Wer an Europa spart, spart an der Zukunft

Zu den Verhandlungen über den Mehrjährigen Finanzrahmen (MFR) beim EU-Ratsgipfel erklären Anja Hajduk, Stellvertretende Fraktionsvorsitzende, und Franziska Brantner, Sprecherin für Europapolitik:

Merkels Rabatt-Forderung ist völlig fehl am Platz. Gerade von einer deutschen Bundesregierung und einer deutschen Bundeskanzlerin würde man erwarten, dass sie die Bedeutung Europas besser kennt und sich mit voller Kraft dafür einsetzt, dass die EU stark und handlungsfähig bleibt, anstatt kleinlich auf Rabatten zu bestehen. In politischen Sonntagsreden wird regelmäßig gefordert, dass die EU bei der Digitalisierung und Entwicklung von Künstlicher Intelligenz, bei internationalen Handelskriegen, beim Klimaschutz, in der Außenpolitik und bei der Sicherung des Friedens ihr Gewicht in die Waagschale wirft. Und es stimmt, dass wir bei diesen Themen nur erfolgreich sein werden, wenn die EU mit einer Stimme spricht. Doch wenn es darum geht, die EU dafür auch mit den notwendigen finanziellen Mitteln auszustatten, knausert die Regierung. Sie vermittelt durch ihre Rabatt-Debatte lieber die Chimäre des überbordenden EU-Haushalts, das ist verantwortungslos und enttäuschend. Die EU verfügt in Wirklichkeit pro Jahr gerade einmal über doppelt so viel Mittel wie das Land Nordrhein-Westfalen.
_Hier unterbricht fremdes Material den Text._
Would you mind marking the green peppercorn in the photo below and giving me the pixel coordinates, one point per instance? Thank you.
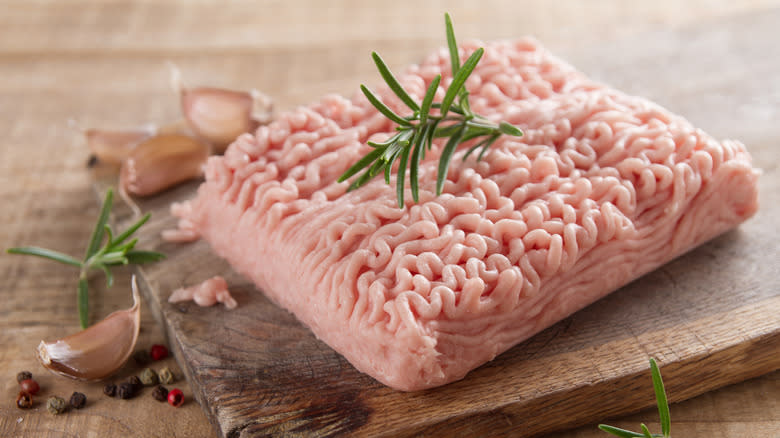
(78, 400)
(22, 376)
(149, 377)
(126, 390)
(160, 393)
(56, 405)
(166, 376)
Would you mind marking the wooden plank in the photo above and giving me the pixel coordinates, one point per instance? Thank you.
(710, 316)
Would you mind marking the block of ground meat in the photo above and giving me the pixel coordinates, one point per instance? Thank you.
(602, 188)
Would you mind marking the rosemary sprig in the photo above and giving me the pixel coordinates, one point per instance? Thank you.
(663, 411)
(115, 251)
(415, 132)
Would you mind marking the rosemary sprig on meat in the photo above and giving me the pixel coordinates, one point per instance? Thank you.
(451, 118)
(663, 412)
(115, 251)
Die Bundesregierung sollte daher bei den Verhandlungen über den Mehrjährigen Finanzrahmen mit mehr Ehrgeiz und Motivation auch die anderen EU-Mitglieder anspornen. Deutschland profitiert wie kein anderes Land von der EU, unser Wohlstand und unser Frieden sind untrennbar mit der EU verbunden, und das sollte der Regierung mehr wert sein. Strategische Weitsicht und proeuropäische Vision sucht man allerdings bei der Bundesregierung vergeblich. Den Aufbruch für Europa, den die Regierung zu Beginn ihrer Amtszeit großspurig verkündet hat, hat sie selbst begraben.